Pandemics are predictable; what's not predictable is the intensity, or the precise timing of arrival. That's where early detection -- not just rapid warning (as with something like Google Flu Trends back in the day), or even delayed warnings (as with CDC flu trackers and such) -- comes in. Because unfortunately, many disease tracking efforts old and new are "like watching the weather forecast a week after you've experienced that weather", observes a16z general partner Jorge Conde.
And this matters for saving lives; for load balancing and allocating resources (ventilators, PPE, supplies); getting back to work; and much more. Even a two-week advantage could have made a huge difference! Which is what sociologist and physician Nicholas Christakis (who directs the Human Nature Lab, part of the Yale Institute for Network Science, and also author of the book Blueprint) learned from the H1N1 pandemic. Specifically, the role of social network "sensors" -- where friends in one's network graph can be like canaries in the proverbial coal mine to help detect pandemics earlier.

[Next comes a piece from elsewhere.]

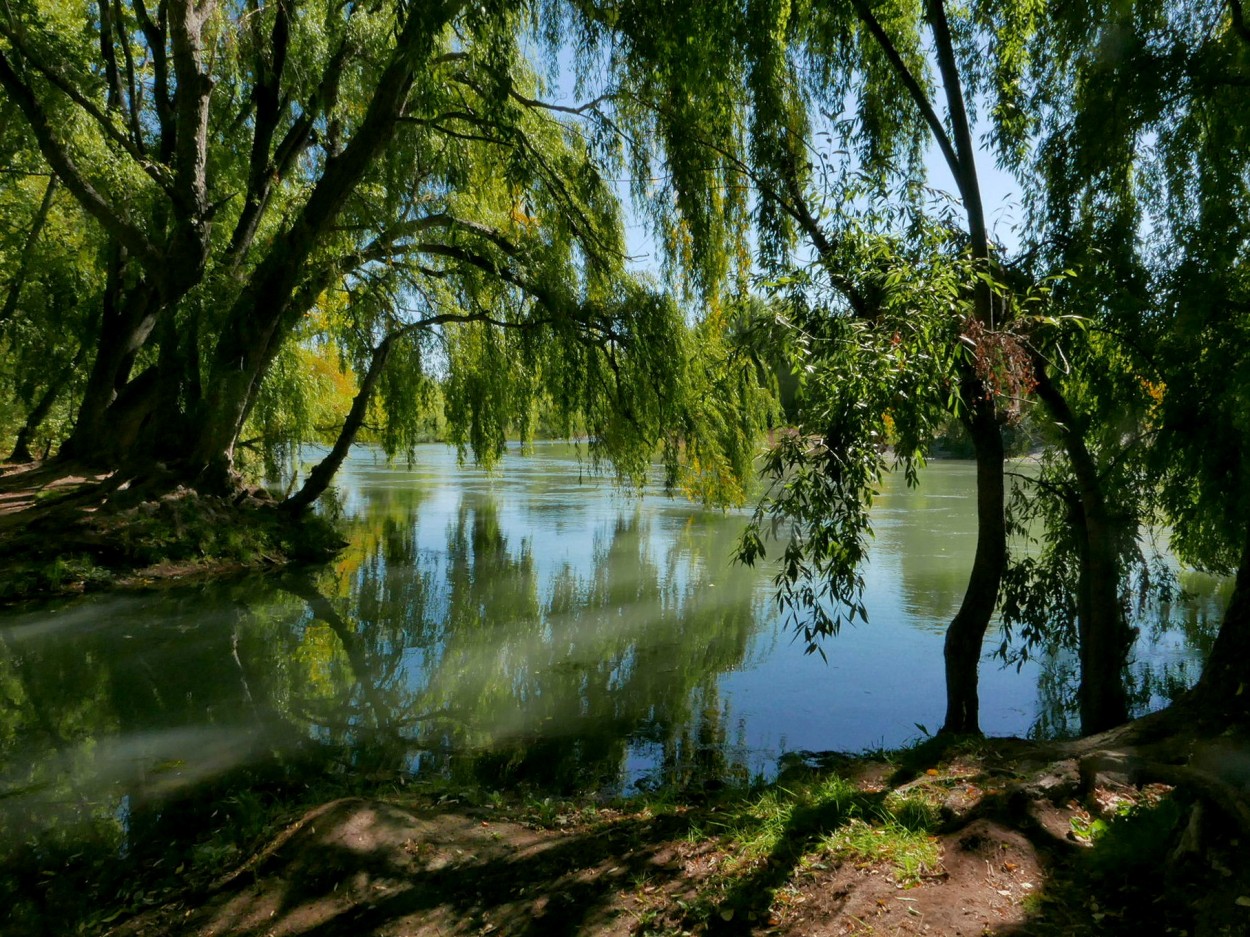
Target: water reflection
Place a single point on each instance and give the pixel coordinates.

In fact, the lab recently released an app called Hunala (which uses information crowdsourced among networks) to determine one's likelihood of contracting flu/ influenza-like or other respiratory illnesses through a personalized daily assessment of risk. Kind of like Waze, but for illnesses not car accidents. So in this episode of the a16z Podcast, the two take that analogy far. They also discuss the role of other mobility data and population flows in China for where and when the pandemic spread; the nuances behind "superspreaders"; how bad is the coronavirus, really; and the near future of "bio-surveillance" -- not just from a personal risk perspective, but from a global public-health perspective... Can we get the holy grail here without sacrificing privacy and agency?